On January 30 of 2021, the PCV responded with a statement, that without saying it expressly, constitutes a break with Maduro. In it, the Party denounced the implementation underway of a “brutal neoliberal adjustment” and urged “to correct this call to intolerance, hatred, persecution and disrespect for the exercise of political and democratic rights.” 

Yet those policies that the PCV now totally rejects have their origin in the inflationary adjustment that began in 2013 and in the attempts to attract transnational capital with the 2014 decree-law of foreign investment and Special Economic Zones and the opening up of the Orinoco Mining Arc—and the consolidation since 2016 of a dictatorial regime. Only now the PCV recognizes the authoritarian policies of the Maduro Government, warning in the above-mentioned document that this path “may lead to fascism.” 

However, although it is an advance for the PCV to recognize this, the Party still limits itself to defending the democratic rights and freedoms for Chavista militants only, as if it be right that the rest of the Venezuelan population of different political orientations should be deprived of political rights.

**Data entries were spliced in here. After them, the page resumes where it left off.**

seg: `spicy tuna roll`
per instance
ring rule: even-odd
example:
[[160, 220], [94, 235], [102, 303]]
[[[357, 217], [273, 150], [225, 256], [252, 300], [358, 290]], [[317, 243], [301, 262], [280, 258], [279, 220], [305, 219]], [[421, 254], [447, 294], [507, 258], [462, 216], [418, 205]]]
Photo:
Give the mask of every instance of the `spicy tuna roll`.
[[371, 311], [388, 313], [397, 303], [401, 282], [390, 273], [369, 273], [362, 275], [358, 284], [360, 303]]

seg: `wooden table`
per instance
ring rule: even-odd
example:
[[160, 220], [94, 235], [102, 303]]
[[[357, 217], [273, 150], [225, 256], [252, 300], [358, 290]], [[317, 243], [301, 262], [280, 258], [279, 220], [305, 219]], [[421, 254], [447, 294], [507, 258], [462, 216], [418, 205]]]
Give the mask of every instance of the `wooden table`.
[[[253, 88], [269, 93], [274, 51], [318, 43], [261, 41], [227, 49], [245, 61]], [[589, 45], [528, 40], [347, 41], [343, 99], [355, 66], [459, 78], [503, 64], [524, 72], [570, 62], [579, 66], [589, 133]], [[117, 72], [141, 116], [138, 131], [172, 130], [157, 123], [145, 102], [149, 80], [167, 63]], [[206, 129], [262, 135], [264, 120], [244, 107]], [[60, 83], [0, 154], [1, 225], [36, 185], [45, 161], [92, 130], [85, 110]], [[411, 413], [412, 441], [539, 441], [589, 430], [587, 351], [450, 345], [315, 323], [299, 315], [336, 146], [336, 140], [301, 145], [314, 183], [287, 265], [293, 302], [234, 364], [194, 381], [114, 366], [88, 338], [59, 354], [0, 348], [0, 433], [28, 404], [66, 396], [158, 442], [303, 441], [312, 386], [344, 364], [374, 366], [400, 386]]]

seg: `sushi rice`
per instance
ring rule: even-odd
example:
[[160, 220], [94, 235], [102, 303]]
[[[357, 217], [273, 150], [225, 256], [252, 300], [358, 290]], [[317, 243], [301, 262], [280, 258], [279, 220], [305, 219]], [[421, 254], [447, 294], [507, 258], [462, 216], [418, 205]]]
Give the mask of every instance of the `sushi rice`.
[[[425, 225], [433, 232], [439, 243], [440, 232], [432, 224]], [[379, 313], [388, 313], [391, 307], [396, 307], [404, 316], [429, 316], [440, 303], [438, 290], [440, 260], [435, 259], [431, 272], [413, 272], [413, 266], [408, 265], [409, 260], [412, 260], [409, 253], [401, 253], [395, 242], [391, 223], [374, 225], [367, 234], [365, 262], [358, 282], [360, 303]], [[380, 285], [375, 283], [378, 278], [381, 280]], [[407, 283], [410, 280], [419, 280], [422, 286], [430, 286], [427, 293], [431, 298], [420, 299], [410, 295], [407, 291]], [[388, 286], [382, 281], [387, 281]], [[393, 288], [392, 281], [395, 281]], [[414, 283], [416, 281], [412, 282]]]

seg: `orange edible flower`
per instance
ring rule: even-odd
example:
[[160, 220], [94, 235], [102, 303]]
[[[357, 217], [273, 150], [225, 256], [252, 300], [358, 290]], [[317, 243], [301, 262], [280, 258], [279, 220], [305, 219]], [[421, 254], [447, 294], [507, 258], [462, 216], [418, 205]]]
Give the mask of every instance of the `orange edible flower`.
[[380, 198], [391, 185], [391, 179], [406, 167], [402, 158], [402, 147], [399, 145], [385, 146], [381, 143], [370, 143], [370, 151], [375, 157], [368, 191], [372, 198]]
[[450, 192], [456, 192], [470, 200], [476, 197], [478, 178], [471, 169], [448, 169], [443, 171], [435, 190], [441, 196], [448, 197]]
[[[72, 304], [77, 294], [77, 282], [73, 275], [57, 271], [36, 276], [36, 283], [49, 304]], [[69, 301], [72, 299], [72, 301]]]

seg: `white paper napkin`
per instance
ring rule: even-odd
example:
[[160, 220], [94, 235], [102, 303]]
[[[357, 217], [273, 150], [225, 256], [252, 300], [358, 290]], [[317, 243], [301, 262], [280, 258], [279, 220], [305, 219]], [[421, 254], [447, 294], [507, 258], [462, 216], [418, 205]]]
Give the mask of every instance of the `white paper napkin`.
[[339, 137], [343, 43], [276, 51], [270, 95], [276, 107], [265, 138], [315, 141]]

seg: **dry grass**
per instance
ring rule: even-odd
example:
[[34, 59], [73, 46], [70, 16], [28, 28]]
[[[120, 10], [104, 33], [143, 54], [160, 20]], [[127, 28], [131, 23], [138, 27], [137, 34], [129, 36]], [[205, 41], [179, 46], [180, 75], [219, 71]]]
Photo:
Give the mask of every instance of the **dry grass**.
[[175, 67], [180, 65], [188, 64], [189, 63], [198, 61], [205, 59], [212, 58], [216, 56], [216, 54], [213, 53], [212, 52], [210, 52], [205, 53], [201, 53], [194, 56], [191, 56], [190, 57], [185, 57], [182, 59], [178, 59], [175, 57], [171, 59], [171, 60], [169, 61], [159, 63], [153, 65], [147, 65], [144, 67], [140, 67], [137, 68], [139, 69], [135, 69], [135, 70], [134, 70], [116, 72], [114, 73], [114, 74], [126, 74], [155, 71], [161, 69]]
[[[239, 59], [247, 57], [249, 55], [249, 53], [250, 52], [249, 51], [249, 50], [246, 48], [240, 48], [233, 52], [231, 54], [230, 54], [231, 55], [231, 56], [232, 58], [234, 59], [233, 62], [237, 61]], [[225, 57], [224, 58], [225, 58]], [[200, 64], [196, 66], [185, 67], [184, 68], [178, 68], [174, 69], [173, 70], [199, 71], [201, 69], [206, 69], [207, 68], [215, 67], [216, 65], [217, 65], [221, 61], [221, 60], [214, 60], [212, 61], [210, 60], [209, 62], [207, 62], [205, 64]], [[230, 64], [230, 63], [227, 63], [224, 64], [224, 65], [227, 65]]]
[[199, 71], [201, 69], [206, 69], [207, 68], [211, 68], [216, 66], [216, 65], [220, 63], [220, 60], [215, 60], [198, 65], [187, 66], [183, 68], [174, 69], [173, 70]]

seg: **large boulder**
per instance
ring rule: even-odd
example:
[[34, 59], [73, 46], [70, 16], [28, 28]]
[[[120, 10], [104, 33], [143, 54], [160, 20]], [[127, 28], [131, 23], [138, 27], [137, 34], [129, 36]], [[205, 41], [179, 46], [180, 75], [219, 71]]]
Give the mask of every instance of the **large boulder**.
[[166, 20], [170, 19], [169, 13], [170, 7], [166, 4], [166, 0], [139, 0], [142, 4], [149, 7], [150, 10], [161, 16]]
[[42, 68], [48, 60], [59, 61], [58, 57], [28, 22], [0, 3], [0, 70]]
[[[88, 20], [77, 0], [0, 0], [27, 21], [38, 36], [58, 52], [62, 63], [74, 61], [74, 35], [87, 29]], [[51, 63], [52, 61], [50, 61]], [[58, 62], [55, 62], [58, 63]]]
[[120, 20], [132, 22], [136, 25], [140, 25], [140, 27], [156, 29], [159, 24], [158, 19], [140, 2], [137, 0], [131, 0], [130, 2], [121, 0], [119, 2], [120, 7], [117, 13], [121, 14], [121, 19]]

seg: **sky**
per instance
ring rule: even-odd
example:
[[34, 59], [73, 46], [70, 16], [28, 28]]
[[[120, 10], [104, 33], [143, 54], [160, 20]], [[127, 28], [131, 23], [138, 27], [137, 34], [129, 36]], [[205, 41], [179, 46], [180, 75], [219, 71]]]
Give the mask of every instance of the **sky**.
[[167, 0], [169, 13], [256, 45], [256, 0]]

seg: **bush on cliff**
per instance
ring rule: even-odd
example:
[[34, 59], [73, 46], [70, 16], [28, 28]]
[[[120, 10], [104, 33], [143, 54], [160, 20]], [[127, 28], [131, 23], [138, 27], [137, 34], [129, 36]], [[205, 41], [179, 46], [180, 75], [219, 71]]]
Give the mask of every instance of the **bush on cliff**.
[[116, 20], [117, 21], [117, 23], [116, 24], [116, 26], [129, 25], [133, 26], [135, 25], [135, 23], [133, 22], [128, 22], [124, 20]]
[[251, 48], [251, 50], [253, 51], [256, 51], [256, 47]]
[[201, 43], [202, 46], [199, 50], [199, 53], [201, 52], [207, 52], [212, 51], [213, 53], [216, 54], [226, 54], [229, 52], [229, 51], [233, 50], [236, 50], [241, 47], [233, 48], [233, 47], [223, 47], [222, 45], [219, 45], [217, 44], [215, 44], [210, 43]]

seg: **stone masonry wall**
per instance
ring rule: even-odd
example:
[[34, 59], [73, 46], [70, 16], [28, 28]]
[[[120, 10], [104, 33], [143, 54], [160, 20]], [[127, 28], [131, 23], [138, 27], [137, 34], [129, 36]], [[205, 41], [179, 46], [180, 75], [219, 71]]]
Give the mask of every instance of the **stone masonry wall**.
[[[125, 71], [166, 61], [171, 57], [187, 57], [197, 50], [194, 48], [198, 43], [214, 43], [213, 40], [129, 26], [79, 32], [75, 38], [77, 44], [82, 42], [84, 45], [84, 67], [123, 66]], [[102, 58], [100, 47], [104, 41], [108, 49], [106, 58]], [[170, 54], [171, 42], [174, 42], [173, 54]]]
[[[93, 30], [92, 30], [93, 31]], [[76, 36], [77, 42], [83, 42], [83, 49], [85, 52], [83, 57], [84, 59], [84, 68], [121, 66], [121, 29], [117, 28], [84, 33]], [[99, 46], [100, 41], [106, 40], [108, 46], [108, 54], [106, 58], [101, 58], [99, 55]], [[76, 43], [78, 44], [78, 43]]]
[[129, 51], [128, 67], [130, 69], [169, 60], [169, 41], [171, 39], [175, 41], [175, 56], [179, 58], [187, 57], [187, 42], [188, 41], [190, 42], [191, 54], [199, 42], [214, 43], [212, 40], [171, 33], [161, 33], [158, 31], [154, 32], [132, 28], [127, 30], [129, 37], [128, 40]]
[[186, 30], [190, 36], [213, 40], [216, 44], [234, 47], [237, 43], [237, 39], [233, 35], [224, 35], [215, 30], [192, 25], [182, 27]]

In this, they remain in agreement with the leaders of the Chavista government. 

The “critical Chavismo” of the PCV that opposes Maduro—while still vindicating Chavez and his contributions to the so-called national liberation—has already failed before, when it was pursued by Marea Socialista and Redes. Chavismo is a national-populist movement with military characteristics, with a logic of command-obedience between leadership and bases. PCV can only channel the grievances of militant Chavistas, yielding it derisory results in the 2021 parliamentary elections.